Grand Prix Eurovision de l'horreur
"L'horreur n'est jamais loin", sagt der Franzose - das bedeutet so viel wie "Das Grauen schaut immer ums Eck": Eine Aussage, die man angesichts des akustischen Horrorkabinetts namens Song Contest für einige Beiträge vollinhaltlich unterstreichen möchte. Wir blickten zurück auf Beiträge, die niemand mehr hören sollte: Eine kleine erschreckende Auswahl, ohne Anspruch auf Vollständigkeit.

Foto © Alain Morvan / Eyedea / picturedThomas Forstner, unsere Hoffnung für Lausanne 1989
Seit 1956 wird der Eurovision Song Contest als internationaler Musikwettbewerb von Komponisten und Songschreibern veranstaltet. Ein paar Glanzstunden mag es dort in den letzten Jahrzehnten gegeben haben, wir pickten uns aber zehn der wesentlich häufigeren, umrühmlichen Beiträge heraus. Sie finden die Videos zu den Auftritten in der Randspalte.
Unsere Auswahl:
Zurück in Song-Contest-Urzeiten: Odd Børre wagte es 1968 für Norwegen und hatte "Stress": Der Titel seines Stücks mag bezeichnend sein - das Lied hat einen Refrain, der in den Annalen der Veranstaltung gute Chancen auf einen der dümmsten, nervigsten und lähmendsten überhaupt hat. Da hilft auch der Nostalgiebonus nicht viel. 1968 mag alles noch in Schwarz-Weiß und "etwas simpler" gewesen sein, Entschuldigung für alles ist das jedoch nicht. Dagegen war "Merci Cherie", mit dem Udo Jürgens zwei Jahre zuvor das erste und einzige Mal für Österreich gewinnen konnte, wahrer Seelenbalsam. Børre ist übrigens drei (!) weitere Male angetreten, danach verschwand er. Er wird wissen, warum.

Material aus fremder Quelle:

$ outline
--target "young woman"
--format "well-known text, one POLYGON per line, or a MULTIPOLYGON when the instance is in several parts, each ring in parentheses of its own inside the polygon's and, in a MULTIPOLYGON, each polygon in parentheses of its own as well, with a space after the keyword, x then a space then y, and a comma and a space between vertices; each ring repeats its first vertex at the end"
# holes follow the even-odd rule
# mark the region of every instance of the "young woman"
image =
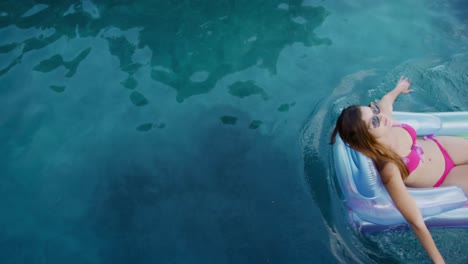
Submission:
POLYGON ((374 161, 390 197, 435 263, 444 263, 416 203, 406 186, 459 185, 468 192, 468 140, 457 137, 417 138, 414 128, 392 119, 393 103, 411 90, 402 77, 395 88, 369 106, 350 106, 341 112, 331 136, 374 161))

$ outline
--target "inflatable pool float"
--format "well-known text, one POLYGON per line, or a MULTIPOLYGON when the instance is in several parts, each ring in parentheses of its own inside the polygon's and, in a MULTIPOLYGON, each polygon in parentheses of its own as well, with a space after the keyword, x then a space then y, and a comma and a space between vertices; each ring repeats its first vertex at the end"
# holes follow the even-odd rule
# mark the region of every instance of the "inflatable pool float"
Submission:
MULTIPOLYGON (((393 118, 413 126, 418 136, 468 138, 468 112, 393 112, 393 118)), ((350 148, 339 135, 333 145, 333 163, 352 227, 366 232, 409 226, 393 204, 374 163, 350 148)), ((468 199, 461 187, 408 190, 428 227, 468 227, 468 199)))

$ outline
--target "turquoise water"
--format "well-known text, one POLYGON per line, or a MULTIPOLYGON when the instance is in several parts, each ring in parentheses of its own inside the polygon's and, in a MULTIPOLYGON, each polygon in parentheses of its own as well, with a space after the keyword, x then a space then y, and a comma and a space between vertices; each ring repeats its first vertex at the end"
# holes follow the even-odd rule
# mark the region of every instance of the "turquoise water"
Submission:
POLYGON ((468 5, 343 2, 2 1, 2 263, 429 263, 347 226, 327 142, 400 75, 468 111, 468 5))

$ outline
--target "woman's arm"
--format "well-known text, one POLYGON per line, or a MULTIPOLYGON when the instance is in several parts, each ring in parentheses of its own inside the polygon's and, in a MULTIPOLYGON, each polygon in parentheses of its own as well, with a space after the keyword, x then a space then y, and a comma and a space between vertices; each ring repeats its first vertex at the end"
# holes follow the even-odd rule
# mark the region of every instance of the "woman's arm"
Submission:
POLYGON ((409 82, 409 79, 406 77, 401 77, 398 83, 396 84, 395 88, 393 88, 393 90, 384 95, 382 99, 380 99, 380 101, 377 102, 377 106, 379 107, 380 111, 391 116, 393 112, 393 103, 395 102, 395 99, 401 93, 407 94, 411 92, 411 90, 409 89, 410 86, 411 83, 409 82))
POLYGON ((414 233, 431 257, 432 261, 434 261, 434 263, 445 263, 439 249, 432 239, 426 223, 424 223, 424 219, 422 218, 419 208, 416 206, 416 202, 409 194, 408 189, 400 176, 398 167, 393 163, 387 163, 380 173, 382 175, 382 181, 384 182, 393 203, 406 221, 411 225, 414 233))

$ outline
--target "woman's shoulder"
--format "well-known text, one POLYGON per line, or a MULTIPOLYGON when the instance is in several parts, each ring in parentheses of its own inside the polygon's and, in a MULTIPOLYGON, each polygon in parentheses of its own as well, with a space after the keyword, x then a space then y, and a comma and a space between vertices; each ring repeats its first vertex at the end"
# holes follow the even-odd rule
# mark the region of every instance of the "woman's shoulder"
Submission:
POLYGON ((385 184, 389 182, 394 177, 398 177, 401 179, 400 170, 398 166, 394 162, 382 162, 378 165, 380 177, 382 178, 382 182, 385 184))
POLYGON ((400 122, 394 122, 392 124, 392 127, 401 127, 403 128, 404 130, 406 130, 406 132, 408 132, 411 136, 411 138, 413 139, 413 141, 416 140, 416 138, 418 137, 417 136, 417 133, 416 133, 416 129, 414 129, 414 127, 412 127, 411 125, 409 124, 406 124, 406 123, 400 123, 400 122))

Jahn Teigen trat 1978 für Norwegen mit "Mil etter mil" an und trug prompt die Rote Laterne mit nach Hause: Der Titel bedeutet entgegen anderslautenden Behauptungen nicht "Müll, aus dem Müll" - und bis zum Refrain ist eigentlich alles ganz in Ordnung. Dann zeigt der Song Contest aber das Gesicht, das man nicht sehen will. Der Sänger kämpft, schreit, will abheben und fällt trotz orchestraler Unterstützung zu Boden wie eine faule Zwetschge, die keiner gepflückt hat. Immerhin aber: Teigen war der erste Künstler, der nach der Neuregelung der Punktevergabe 1975 für seinen Beitrag null Punkte erhielt. Damit ist ihm ein Platz in der Chronik der Veranstaltung sicher. Das ist doch etwas.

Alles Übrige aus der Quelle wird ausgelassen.